Trade Commission – Week 9, 2021

SF 564 – Electronic consent of company boards
SF 564 (BLU 1216) allows boards of directors of companies to accept electronic signatures in transactions relating to the conduct of business, commerce or government specified in the chapter. This is “fallback” legislation requested by the insurance industry. The language is included in the Model Business Corporations Act (SF 266/HF 681 by the judiciary), but they support the advancement of this bill if the broader legislation is not passed. The companion is HF 759.
[3/4: short form (Excused: Whiting)]
SF 565 (BLU 1087) Adds high-alcohol beer and canned cocktails to the definition of “beverage” under the Iowa Bottle Bill and requires distributors to report the amount of unclaimed deposits they have . Each distributor must open a special interest-bearing account at a financial institution in Iowa and deposit therein an amount equal to the redemption value of each beverage container sold by the distributor on or after July 1, 2021. Reimbursement of the value of reimbursement paid by the distributor to a broker, broker or redemption center must be paid from the account. Beginning October 31, each distributor must submit a quarterly report to the Iowa Department of Natural Resources that includes the account balance at the start and end of the quarter, as well as a list of all deposits credited and all withdrawals from the account. The state treasurer, independently or at the request of the director of the DNR, may examine the accounts and records of any distributor.

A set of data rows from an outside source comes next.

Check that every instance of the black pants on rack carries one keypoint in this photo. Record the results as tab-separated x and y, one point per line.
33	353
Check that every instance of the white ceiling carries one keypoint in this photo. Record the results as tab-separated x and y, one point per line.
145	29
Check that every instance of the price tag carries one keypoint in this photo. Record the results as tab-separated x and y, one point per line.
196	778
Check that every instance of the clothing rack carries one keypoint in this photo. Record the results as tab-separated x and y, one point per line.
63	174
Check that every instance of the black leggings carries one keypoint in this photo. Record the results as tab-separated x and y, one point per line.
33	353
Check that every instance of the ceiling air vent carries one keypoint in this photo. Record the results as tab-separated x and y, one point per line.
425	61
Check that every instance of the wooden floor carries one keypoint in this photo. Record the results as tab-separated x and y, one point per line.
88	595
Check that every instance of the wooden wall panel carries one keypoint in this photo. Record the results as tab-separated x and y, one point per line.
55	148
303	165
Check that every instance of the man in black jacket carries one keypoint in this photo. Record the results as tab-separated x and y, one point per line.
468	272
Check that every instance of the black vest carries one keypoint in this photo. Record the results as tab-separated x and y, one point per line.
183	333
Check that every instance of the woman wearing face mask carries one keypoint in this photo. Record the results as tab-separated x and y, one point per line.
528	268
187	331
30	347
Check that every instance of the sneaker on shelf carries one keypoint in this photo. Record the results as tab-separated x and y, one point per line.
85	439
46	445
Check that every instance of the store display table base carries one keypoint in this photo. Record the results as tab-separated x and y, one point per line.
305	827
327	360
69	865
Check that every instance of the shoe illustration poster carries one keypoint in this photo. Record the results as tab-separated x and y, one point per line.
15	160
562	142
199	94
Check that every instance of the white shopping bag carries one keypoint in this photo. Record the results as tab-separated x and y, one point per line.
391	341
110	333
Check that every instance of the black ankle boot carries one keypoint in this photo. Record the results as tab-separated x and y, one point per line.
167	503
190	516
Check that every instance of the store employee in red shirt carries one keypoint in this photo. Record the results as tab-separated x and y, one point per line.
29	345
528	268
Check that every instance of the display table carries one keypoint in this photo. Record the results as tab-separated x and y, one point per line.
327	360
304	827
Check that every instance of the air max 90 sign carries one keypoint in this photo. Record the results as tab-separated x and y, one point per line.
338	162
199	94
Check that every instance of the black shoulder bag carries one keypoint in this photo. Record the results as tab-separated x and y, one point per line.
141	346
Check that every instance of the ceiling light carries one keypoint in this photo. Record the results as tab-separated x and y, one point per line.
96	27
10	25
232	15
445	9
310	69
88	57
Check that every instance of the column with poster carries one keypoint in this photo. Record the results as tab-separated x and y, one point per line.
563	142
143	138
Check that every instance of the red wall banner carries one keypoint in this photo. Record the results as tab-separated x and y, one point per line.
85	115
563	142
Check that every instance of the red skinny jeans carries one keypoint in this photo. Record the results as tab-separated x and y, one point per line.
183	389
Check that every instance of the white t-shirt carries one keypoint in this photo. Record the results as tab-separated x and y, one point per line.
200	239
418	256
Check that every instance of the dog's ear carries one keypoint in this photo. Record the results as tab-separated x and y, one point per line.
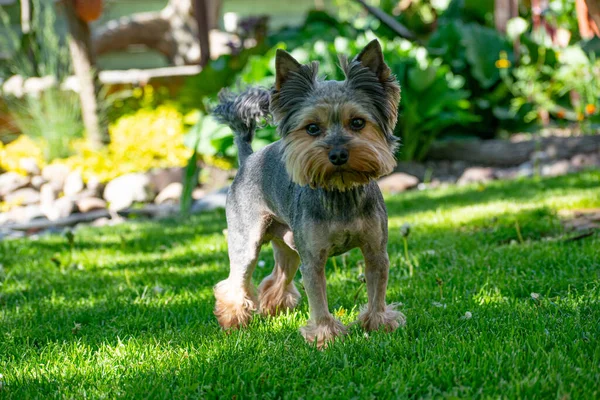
284	65
372	57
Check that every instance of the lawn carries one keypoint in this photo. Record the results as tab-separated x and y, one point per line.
500	304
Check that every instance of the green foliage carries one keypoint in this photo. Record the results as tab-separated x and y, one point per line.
472	51
127	311
432	102
40	52
52	118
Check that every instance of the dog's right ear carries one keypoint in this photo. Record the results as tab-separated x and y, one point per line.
284	65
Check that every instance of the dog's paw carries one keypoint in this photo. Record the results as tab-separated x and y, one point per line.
324	332
274	296
389	320
234	308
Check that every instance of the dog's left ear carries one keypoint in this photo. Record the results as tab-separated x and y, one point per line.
372	57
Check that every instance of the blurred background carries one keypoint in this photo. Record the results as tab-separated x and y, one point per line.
104	104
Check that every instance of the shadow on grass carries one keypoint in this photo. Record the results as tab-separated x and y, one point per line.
159	296
517	190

The Attorney General, independently or at the request of the Director of MNR, may take any appropriate action or procedure to enforce any provision of the bill or any rule adopted.
[3/4: 11-5 (No: Bisignano, Lykam, Mathis, Petersen, Wahls; Excused: Whiting)]

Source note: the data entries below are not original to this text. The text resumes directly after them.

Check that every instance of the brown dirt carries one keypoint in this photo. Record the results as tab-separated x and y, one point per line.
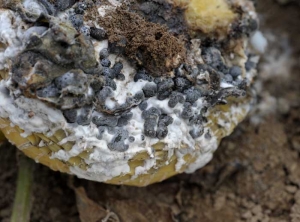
253	177
149	44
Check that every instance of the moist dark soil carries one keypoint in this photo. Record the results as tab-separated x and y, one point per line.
254	175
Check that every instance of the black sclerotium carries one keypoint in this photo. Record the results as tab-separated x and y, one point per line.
103	94
105	120
111	83
62	5
165	119
96	85
118	66
187	111
131	139
80	8
108	72
70	115
151	112
138	97
76	20
120	77
150	125
162	131
143	76
228	78
164	89
101	130
235	71
104	53
105	62
85	30
212	56
85	116
124	119
196	132
117	143
150	89
192	95
48	92
196	119
182	84
175	98
143	105
98	33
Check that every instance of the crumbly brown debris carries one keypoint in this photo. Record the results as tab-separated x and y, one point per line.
148	44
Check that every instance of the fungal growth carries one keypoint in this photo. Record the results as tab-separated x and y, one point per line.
127	91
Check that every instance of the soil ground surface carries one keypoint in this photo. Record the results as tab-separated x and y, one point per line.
254	175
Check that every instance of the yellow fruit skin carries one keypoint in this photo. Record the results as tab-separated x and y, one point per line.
207	16
30	146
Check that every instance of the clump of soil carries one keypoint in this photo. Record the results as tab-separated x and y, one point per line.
148	44
253	177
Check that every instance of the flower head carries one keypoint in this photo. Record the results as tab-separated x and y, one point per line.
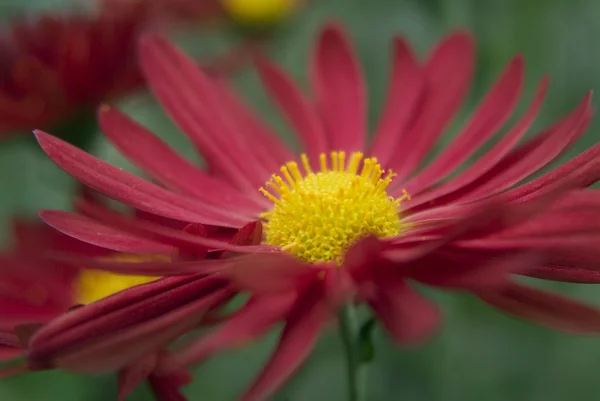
347	219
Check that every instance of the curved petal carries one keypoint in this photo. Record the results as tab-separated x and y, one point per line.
405	93
544	308
454	57
302	329
301	114
129	189
339	90
192	99
493	112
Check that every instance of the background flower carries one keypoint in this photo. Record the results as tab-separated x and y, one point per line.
529	363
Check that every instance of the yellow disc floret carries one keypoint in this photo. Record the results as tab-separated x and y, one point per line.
93	285
317	216
259	12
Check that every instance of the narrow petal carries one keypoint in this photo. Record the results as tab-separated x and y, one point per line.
115	339
192	100
530	158
129	189
490	158
544	308
164	164
301	331
406	315
300	113
339	90
78	227
246	325
405	93
454	58
270	148
493	112
135	374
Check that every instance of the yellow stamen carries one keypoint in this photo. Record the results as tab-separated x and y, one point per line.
320	215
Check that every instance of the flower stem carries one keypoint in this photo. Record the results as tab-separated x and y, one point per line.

SF 566 – Banking Omnibus Division
SF 566 (BLU 1236) is a recommendation from the Division of Banking to modernize the Iowa Banking Act [Ch. 524], which has not been the subject of an in-depth review since 1995. Parts of the law are outdated and do not reflect current conditions and practices in the banking sector, both at the state level and National level. Topics requiring updates or further statutory treatment include interstate banking, online banking, fintech, and innovation.
In developing the proposal, the Division thoroughly reviewed the Act with input from stakeholders to streamline the provisions, eliminate outdated and unnecessary regulatory requirements (p.
Specific changes include:
The bill allows the superintendent to impose an initial civil fine of up to $ 500,000 on a state bank (or its director or officer) that enters into a transaction without receiving the approval of the superintendent. in violation of certain statutory provisions listed (voluntary dissolution, conversion into a company, merger). For these violations, the superintendent can also impose a civil fine of up to $ 10,000 per day the state bank operates on after closing such a transaction without prior approval. Noting the extraordinarily high amounts, Senator Quirmbach proposed an amendment (.1071) to remove the provisions relating to civil penalties for unauthorized transactions. The amendment failed on a 6-10, party line vote. SF 566 was referred to the appropriations.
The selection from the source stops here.